Being honest and explaining these connections shows your employer that you’ve put a lot of thought into this application. You aren’t just telling them what they want to hear.
3. Is it better to have an ambitious goal, or should I play it safe?
You should have a goal that challenges you, but SMART goals are always reasonable. If you put forth a goal that is way beyond your capabilities, you will seem naive. Making your goals too easy shows a lack of motivation.
Employers want new hires who are able to self-reflect and are willing to take on challenges.
4. Can I have several career goals?
It’s best to have one clearly-defined career goal and stick with it. (Of course, you can still have goals in other areas of your life.) Having a single career goal shows that you’re capable of focusing, and it shows that you like to accomplish what you set out to do.
On the other hand, you might have multiple related career goals. This could mean that you have short-term goals that dovetail into your ultimate long-term career goal. You might also have several smaller goals that feed into a single purpose.
For example, if you want to become a lawyer, you might become a paralegal and attend law school at the same time. If you want to be a school administrator, you might have initial goals of being a classroom teacher and studying education policy. In both cases, these temporary jobs and the extra education help you reach your ultimate goal.

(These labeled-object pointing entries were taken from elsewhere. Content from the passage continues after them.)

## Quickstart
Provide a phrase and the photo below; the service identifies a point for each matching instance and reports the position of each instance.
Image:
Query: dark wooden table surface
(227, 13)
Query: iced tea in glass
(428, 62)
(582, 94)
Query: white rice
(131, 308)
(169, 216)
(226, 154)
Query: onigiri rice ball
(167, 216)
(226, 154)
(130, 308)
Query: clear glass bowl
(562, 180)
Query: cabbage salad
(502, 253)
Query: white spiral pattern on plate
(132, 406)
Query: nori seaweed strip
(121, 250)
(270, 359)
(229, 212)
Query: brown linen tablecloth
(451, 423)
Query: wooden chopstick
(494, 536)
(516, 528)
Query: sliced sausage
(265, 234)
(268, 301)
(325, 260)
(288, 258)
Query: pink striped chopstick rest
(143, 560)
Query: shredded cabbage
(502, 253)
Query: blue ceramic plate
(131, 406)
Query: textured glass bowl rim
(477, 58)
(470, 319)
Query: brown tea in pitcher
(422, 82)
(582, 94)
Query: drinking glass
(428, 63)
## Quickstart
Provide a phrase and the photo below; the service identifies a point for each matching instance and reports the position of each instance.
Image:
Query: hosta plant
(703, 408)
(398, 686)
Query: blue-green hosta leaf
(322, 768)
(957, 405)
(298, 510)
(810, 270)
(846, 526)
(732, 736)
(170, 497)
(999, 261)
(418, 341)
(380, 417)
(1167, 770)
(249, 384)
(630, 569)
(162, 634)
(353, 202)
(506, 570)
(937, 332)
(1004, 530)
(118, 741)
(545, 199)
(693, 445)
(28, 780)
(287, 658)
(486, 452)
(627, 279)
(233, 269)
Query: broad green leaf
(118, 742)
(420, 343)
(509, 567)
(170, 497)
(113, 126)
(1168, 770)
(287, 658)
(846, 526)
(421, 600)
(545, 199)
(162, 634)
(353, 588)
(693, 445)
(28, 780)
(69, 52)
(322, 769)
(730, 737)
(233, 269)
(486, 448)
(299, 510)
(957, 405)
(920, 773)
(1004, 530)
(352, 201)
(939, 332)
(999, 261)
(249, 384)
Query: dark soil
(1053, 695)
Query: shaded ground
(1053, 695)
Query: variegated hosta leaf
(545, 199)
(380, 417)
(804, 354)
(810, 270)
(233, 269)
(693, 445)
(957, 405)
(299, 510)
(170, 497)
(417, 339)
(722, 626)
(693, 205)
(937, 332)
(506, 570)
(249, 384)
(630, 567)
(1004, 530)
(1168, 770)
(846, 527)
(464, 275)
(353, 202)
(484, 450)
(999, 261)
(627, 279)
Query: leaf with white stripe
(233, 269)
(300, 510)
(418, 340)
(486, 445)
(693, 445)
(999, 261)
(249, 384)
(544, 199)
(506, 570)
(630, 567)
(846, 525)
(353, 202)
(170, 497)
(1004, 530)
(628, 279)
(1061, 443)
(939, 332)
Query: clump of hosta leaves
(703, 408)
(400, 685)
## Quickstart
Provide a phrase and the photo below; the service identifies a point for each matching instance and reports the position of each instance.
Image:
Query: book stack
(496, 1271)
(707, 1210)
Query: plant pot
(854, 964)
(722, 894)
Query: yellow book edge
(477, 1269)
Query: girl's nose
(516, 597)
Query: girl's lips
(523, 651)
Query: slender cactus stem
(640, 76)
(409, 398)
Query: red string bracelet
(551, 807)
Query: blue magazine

You’ll have to devote some time to setting career goals, but you’ll be so much more successful with some direction. Remember to:
Set SMART goals. SMART goals are Specific, Measurable, Action-oriented, and Realistic with Timelines. When you set goals with these things in mind, you are likely to achieve the outcomes you want.
Have short-term and long-term goals. Short-term career goals can be completed in 1-3 years, while long-term goals will take 3-5 years to finish. Your short-term goals should set you up to accomplish your long-term goals.
Assess your capabilities by coming up with an Individual Development Plan. Knowing how to set goals won’t help you if you don’t know yourself. Understand what your strengths and weaknesses are by taking some self-assessments.
Choose goals that are appropriate to your ultimate aims. Your career goals should be relevant to one another. If they aren’t, then you may need to narrow your focus. Your goals should match the type of job that you want and the quality of life that you want to lead.
Be clear about your goals with potential employers. Always be honest with potential employers about what you want to do with your life. If your goals differ from the company’s objectives, find a way bridge the gap between what you want for yourself and what your employer expects.
By doing goal-setting work now, you’ll be able to make conscious choices on your career path. You can always adjust your plan if things change for you, but the key is to give yourself a road map for success.